Göğüsümün ağrısıyla uyandım. Öyle ağrıyordu ki ölecek gibiydim. Elimi doğum lekemin olduğu yere değdirince gömleğimin kumaşını hissettim. Gözlerimi hafifçe aralarken diğer kolumdan destek alıp doğruldum. Hastane odası gibiydi. Çok dar bir odaydı. Küçük camlı dolabta kutu kutu ilaçlar vardı. Dolap ve küçük bir paravan dışında hiçbir şey yoktu. Acıtana kadar kolumda takılı serumu fark etmemiştim.

Dünü düşündüm. Okuldaydım ve kızlardan kaçmaya başladım. Mezarlığa kaçtım. Sonra o hayali gördüm. Düşüp başımı vurmuş olmalıydım ama o sahne sanki hala yaşanıyormuş gibi aklımdaydı. Bir anda yaralandığım aklıma geldi. Elimi boynuma götürdüm. Yara yoktu tertemizdi. Kendime inanamadım. Hızlı iyileşse bile bir iz kalması gerekirdi.

Yataktan fırladım. Başım dönünce serumu tutan direğe tutundum. Paravanın arkasında ayna ve lavabo olduğunu fark ettim. Hızlıca aynaya bakmam gerekiyordu. Dengemi son adım da kaybetsemde lavabodan tutunduğum için düşmedim. Yavaşça başımı kaldırdım. Ne düşüneceğimi ne yapacağımı bilemedim.

Vücudum dövmelerle sarılıydı. Hepsi doğum lekemden başlıyor gibiydi.

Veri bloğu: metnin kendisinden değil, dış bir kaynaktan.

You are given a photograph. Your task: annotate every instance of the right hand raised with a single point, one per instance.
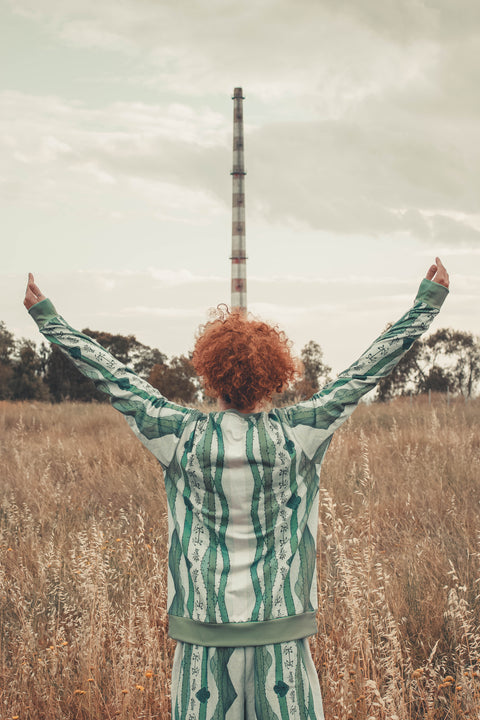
(33, 293)
(438, 273)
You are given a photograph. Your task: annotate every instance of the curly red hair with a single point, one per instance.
(242, 360)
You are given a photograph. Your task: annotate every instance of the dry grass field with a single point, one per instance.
(83, 566)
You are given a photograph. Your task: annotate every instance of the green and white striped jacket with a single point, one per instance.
(242, 488)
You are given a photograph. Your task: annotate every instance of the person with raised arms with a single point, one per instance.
(242, 485)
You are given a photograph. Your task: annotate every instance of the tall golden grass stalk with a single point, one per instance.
(83, 565)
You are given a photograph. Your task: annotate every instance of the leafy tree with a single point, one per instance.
(7, 347)
(65, 382)
(447, 360)
(26, 380)
(177, 380)
(316, 374)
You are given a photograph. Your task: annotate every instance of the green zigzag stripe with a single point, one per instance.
(268, 455)
(226, 690)
(209, 561)
(262, 663)
(223, 526)
(187, 528)
(282, 700)
(256, 522)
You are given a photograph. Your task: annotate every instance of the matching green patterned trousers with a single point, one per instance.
(265, 682)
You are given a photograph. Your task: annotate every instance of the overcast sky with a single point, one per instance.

Onun dışında belirgin bir şekil olan alnımdaki içi dolu hilaldi.

Ne olduğunu öğrenmem için kapıdan geçmem gerekiyordu. İçimde ki şüphe ve korku kapıya doğru adım atmamı engelliyordu. Kapının arkasında her türlü tehlike olabilirdi. Elimi kapının koluna koydum. Ben ne tehlike olursa olsun her zamanki gibi kaçabilirdim.

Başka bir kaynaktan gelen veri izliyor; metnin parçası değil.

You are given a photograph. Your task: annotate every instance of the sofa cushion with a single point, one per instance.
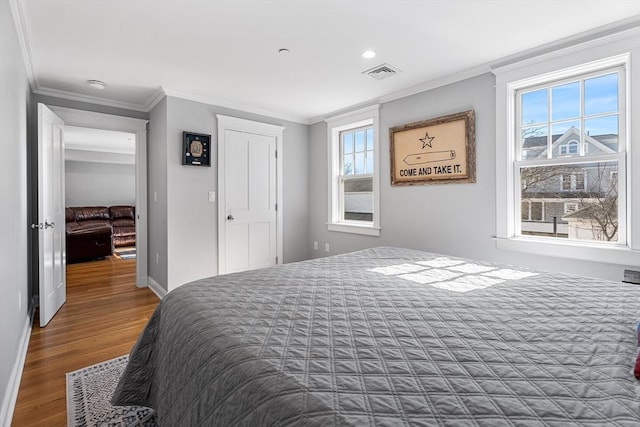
(69, 215)
(124, 231)
(91, 212)
(123, 222)
(95, 228)
(122, 212)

Kapı uzun bir koridora açıldı. Baktığımda koridorun sonundaki merdivenleri gördüm. Merdivenlerden aşağıya indiğimde bir kilisede olduğumu anladım. Her köşede bir mum yanıyordu.

Salonun ortasında o adam duruyordu. Hatırladığımdan daha temiz ve giyinik duruyordu. Kaçıp onlardan saklanmak istedim ama sadece gördüğüm bir hayaldi. Delirmeye başlamış olabilirdim. Adamın yanında yaşlı bir kadın vardı. Yanlarına gidip sorarsam her şey için mantıklı bir açıklama duyabileceğime inandım.

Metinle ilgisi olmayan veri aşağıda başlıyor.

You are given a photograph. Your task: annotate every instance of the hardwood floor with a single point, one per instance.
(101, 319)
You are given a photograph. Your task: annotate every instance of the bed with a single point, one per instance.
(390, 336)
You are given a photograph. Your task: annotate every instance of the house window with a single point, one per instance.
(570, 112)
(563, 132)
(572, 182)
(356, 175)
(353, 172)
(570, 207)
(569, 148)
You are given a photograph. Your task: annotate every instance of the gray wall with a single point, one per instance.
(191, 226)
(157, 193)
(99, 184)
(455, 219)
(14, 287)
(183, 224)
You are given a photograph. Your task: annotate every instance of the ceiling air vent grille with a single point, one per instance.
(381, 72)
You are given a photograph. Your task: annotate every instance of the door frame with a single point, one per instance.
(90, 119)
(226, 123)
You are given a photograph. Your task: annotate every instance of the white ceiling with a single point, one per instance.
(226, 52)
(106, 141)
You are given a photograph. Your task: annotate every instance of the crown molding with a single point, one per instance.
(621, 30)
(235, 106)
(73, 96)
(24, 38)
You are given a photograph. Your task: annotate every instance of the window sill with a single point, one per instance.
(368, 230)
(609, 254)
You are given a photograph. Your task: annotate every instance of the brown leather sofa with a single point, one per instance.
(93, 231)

Onlara doğru birkaç adım attığımda hemen beni fark edip bana baktılar. Yüz ifadelerinden dehşete düşmüş gibiydiler. Sanki bir canavara bakıyorlardı.

"Ben neden burdayım? Ne olduğunu bana anlatabilir misiniz?" Asıl merak ettiğim bu değildi. En merak ettiğim üstümdeki dövmelerdi. Adam susarken yaşlı kadın gülümsemeye çalıştı.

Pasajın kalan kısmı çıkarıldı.